The unseen object of Mum's desire is Ryan Giggs, a handsome, real-life winger for Manchester United. On Aug. 1, however, Giggs opens a seven-week tour in Liverpool, where hatred of United runs deep. That's why theater administrators have demanded that the show be temporarily renamed I'm Marrying Robbie Fowler after Liverpool's star striker and have also censored all references to Manchester United. Says a Liverpool Playhouse spokesman: "We didn't want a riot on our hands."
The Kindly Beest
In 1992, a few months after Fay Vincent was ousted as baseball commissioner and shortly before the Toronto Blue Jays won their first World Series, Blue Jays president Paul Beeston cropped up as a possible successor to Vincent. Beeston wasn't interested. "I just don't think it's a job for a little, fat, cigar-smoking, sockless Canadian," he said. The commissionership has been a job for no one since '92, but when putative commish Bud Selig appointed Beeston to the newly created position of president and CEO last week, the baseball world welcomed the fat little Canadian with open arms.

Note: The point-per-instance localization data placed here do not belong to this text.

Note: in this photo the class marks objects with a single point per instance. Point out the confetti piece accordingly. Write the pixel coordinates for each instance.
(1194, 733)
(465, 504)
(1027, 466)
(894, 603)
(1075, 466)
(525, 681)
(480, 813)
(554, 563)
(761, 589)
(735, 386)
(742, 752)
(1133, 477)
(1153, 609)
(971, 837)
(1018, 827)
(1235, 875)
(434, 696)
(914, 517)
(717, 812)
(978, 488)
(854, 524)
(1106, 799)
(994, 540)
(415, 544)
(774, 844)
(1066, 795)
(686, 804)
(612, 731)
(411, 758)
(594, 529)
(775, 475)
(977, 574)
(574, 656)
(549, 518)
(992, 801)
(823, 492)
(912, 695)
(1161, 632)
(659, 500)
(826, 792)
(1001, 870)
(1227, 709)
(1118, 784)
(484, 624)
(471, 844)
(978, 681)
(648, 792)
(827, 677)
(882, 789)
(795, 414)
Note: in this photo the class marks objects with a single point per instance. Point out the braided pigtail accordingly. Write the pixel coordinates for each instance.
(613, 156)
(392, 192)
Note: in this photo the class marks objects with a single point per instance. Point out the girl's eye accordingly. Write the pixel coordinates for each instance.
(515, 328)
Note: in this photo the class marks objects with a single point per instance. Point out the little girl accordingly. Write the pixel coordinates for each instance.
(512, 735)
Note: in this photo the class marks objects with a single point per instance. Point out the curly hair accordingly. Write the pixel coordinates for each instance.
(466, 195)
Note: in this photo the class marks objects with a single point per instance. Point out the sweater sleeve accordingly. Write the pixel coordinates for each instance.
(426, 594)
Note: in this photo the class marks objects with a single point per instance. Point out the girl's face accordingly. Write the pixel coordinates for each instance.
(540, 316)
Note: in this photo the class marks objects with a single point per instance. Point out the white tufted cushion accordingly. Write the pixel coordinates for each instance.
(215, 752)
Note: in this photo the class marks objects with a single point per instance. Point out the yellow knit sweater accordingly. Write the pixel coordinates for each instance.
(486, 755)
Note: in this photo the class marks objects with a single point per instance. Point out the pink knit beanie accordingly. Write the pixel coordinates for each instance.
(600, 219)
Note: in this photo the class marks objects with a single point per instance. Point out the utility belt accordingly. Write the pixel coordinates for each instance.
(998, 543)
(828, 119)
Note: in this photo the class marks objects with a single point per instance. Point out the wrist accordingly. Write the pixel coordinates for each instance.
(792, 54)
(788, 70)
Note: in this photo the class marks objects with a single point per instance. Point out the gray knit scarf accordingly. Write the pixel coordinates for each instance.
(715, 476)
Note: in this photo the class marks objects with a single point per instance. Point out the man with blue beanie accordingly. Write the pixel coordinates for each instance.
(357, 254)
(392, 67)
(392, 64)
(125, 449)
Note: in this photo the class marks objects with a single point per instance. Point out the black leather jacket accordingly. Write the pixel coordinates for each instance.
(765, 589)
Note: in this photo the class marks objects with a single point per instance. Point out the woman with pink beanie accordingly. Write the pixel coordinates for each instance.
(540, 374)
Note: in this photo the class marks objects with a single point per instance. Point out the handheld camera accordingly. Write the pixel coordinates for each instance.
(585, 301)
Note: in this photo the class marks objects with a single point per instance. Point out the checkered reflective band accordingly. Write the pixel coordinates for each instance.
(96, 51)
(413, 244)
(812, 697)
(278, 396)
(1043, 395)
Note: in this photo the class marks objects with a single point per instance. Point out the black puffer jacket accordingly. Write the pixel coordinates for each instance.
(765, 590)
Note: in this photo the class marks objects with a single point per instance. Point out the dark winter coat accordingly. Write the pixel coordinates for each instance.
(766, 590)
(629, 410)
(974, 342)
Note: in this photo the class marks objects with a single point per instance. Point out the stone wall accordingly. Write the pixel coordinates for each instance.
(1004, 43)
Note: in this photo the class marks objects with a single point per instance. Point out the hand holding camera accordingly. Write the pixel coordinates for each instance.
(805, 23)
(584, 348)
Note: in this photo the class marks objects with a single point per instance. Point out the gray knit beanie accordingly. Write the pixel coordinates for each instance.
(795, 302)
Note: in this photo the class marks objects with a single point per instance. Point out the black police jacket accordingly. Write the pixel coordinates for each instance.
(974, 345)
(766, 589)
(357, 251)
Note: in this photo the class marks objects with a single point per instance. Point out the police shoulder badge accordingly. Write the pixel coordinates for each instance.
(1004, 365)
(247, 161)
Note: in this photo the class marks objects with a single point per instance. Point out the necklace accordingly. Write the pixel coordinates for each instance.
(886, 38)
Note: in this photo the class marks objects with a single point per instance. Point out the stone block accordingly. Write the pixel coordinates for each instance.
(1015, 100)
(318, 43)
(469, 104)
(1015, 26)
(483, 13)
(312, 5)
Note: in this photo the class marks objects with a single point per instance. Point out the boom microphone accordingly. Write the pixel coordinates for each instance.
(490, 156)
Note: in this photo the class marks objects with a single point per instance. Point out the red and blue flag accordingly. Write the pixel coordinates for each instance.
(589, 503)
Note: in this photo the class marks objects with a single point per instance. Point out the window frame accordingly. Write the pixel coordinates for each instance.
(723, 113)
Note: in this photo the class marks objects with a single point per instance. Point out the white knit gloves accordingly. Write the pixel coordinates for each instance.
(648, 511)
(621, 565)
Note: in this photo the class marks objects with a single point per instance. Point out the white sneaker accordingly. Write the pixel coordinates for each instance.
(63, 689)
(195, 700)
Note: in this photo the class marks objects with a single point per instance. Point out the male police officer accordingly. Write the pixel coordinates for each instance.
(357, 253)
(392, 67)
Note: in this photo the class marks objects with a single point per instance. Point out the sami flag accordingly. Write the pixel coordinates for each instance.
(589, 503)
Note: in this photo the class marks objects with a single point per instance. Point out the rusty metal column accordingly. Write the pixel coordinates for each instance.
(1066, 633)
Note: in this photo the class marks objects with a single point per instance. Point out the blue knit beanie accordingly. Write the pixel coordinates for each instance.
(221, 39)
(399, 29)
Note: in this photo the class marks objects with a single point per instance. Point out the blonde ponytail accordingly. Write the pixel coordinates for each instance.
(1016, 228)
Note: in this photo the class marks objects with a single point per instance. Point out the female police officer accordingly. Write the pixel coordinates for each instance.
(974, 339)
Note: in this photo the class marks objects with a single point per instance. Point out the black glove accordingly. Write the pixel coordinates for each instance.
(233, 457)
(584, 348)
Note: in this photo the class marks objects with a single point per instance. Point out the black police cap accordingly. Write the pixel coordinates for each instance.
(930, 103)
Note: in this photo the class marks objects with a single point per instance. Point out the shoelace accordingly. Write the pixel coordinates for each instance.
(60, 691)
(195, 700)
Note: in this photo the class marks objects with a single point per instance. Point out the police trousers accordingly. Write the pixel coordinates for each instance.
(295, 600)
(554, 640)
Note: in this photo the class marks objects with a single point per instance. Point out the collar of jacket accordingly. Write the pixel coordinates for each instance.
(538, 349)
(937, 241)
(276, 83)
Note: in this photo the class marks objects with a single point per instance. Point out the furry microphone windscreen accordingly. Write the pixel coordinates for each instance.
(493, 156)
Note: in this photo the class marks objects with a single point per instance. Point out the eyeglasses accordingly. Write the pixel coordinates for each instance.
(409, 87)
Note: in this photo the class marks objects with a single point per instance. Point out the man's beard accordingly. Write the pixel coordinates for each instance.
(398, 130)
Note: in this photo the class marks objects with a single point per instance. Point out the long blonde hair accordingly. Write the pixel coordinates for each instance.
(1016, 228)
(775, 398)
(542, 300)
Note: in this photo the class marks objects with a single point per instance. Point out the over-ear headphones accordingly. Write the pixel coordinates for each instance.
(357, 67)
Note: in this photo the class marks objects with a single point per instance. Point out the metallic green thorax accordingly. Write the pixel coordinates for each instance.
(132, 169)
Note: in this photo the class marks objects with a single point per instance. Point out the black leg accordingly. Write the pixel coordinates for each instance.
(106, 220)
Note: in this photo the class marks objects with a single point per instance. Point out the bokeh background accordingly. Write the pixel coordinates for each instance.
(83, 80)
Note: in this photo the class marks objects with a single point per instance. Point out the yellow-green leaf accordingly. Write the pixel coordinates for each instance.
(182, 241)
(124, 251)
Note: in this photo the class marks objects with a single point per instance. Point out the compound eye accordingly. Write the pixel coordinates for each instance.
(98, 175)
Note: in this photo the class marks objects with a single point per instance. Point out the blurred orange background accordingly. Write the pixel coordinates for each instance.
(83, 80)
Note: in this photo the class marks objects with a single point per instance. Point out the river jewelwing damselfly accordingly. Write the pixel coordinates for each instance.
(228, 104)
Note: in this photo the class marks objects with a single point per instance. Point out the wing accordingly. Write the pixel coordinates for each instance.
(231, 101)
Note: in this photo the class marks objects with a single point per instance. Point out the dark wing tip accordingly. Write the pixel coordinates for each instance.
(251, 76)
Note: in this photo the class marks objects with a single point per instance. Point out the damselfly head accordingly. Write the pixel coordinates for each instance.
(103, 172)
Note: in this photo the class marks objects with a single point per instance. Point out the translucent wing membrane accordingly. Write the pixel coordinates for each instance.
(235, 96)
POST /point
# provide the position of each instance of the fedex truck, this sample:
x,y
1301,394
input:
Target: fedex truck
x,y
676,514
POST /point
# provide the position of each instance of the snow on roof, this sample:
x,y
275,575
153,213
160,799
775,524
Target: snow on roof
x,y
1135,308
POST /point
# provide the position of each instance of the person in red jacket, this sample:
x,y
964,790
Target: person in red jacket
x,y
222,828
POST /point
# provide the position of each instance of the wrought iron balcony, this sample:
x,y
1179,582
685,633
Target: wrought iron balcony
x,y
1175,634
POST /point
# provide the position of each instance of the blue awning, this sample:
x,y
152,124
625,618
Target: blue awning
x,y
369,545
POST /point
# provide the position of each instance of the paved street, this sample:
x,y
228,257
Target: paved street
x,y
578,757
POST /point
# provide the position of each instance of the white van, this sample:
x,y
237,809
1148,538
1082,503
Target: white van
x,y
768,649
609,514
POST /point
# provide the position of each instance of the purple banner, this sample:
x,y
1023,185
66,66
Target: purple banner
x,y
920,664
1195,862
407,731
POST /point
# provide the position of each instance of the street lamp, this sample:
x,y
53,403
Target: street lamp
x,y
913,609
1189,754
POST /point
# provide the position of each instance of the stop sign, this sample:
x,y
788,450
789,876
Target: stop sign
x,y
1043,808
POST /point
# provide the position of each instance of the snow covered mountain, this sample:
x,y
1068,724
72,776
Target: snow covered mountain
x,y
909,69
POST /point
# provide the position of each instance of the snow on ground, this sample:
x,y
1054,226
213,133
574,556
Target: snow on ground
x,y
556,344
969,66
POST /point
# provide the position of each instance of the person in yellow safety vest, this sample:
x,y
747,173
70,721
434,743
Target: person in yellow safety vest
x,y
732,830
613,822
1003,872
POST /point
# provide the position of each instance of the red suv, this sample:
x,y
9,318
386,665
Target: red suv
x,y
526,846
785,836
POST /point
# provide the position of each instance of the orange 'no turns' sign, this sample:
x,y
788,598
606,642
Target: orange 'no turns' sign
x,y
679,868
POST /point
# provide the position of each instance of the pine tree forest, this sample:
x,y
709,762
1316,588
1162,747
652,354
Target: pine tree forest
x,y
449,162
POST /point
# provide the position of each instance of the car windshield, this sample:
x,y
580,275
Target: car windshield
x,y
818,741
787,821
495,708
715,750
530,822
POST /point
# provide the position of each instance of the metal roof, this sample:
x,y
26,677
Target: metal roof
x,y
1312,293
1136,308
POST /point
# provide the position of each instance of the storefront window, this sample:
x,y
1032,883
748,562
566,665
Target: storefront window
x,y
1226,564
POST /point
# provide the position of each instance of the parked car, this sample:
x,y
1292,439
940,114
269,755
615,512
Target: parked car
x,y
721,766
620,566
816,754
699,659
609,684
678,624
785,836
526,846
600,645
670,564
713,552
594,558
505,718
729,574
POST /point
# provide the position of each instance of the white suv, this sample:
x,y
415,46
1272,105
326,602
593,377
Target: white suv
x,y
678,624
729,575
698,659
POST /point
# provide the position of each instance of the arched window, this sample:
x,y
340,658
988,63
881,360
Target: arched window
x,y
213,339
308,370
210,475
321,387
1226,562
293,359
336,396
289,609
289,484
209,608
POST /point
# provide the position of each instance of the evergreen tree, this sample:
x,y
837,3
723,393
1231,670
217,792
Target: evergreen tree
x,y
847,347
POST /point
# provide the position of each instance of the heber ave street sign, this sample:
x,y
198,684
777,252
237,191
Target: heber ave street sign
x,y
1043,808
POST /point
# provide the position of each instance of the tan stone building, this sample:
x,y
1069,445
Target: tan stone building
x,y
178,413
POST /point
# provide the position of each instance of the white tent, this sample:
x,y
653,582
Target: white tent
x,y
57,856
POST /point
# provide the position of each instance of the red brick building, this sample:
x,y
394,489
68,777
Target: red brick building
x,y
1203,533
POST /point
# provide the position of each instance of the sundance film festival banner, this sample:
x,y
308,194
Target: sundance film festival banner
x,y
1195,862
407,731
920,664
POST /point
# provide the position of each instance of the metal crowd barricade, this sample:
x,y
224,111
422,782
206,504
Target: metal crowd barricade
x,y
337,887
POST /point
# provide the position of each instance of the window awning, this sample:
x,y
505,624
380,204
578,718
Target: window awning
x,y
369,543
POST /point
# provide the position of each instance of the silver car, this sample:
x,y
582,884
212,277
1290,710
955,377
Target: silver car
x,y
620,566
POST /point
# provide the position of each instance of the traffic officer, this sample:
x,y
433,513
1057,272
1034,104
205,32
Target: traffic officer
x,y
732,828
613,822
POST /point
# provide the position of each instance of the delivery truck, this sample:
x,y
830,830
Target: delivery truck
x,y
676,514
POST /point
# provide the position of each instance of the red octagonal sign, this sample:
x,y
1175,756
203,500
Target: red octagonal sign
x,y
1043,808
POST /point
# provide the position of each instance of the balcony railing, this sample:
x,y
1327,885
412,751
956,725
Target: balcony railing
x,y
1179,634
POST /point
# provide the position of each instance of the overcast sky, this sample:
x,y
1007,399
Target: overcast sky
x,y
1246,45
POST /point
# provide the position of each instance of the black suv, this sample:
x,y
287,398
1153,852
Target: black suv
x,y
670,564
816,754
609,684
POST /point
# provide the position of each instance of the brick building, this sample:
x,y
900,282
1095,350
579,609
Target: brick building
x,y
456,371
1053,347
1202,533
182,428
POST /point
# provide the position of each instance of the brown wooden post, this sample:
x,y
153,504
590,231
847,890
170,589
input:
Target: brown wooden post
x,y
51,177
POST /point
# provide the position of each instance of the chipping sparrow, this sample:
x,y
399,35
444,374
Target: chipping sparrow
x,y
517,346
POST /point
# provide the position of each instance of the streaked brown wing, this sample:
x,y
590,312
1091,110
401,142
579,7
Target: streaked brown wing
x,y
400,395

Beeston, a shrewd but unassuming 52-year-old accountant raised in the canal port of Welland, Ont., will work in Manhattan. He'll handle the daily operations of the commissioner's office as second in command to Selig, who will stay at his Milwaukee outpost running the Brewers. Beeston is expected to invigorate baseball's marketing, an area in which he thrived in Toronto, and will serve as a liaison to the players' union, whose boss, Donald Fehr, despises Selig. Beeston could help heal the fractious relationships between owners and players and between owners and owners. "This is a good day for baseball," said Fehr after Beeston's hiring.
Since becoming the Blue Jays' first employee in 1976, The Beest, whose nonstop cigar sucking and refusal to wear socks lend him the air of an eccentric, has emerged as one of the best-liked men in the game. Whether or not the appointment of Beeston, who is one of Selig's closest confidantes, is a prelude to Selig taking the commissioner's job is unclear. Beeston and several owners have called for Selig to give up the Brewers and formally assume the top spot, but Selig won't commit. Others predict that Beeston will one day step into the commissioner's role, an idea he rejects. While it's a perfect example of baseball's mishegas that the game has selected what amounts to a deputy commissioner without a permanent commissioner in place, bringing Beeston into the fold makes sense. He's lauded by such opposite-minded owners as Selig and Steinbrenner, who said of last week's appointment, "It answered a prayer, for me and for baseball. Paul is sharp, and he's got guts."
A Continuing Inspiration
Cam Cameron survived the Scylla and Charybdis of college coaching: He played basketball under Bob Knight at Indiana, then served as an offensive assistant under Bo Schembechler at Michigan. But as he prepares for his first season as Indiana's football coach, he might wonder if he'll ever be free of his mentors' torments. "If Cam has played for me and then worked for Schembechler and he can't succeed," Knight says, "then they probably just ought to shoot him."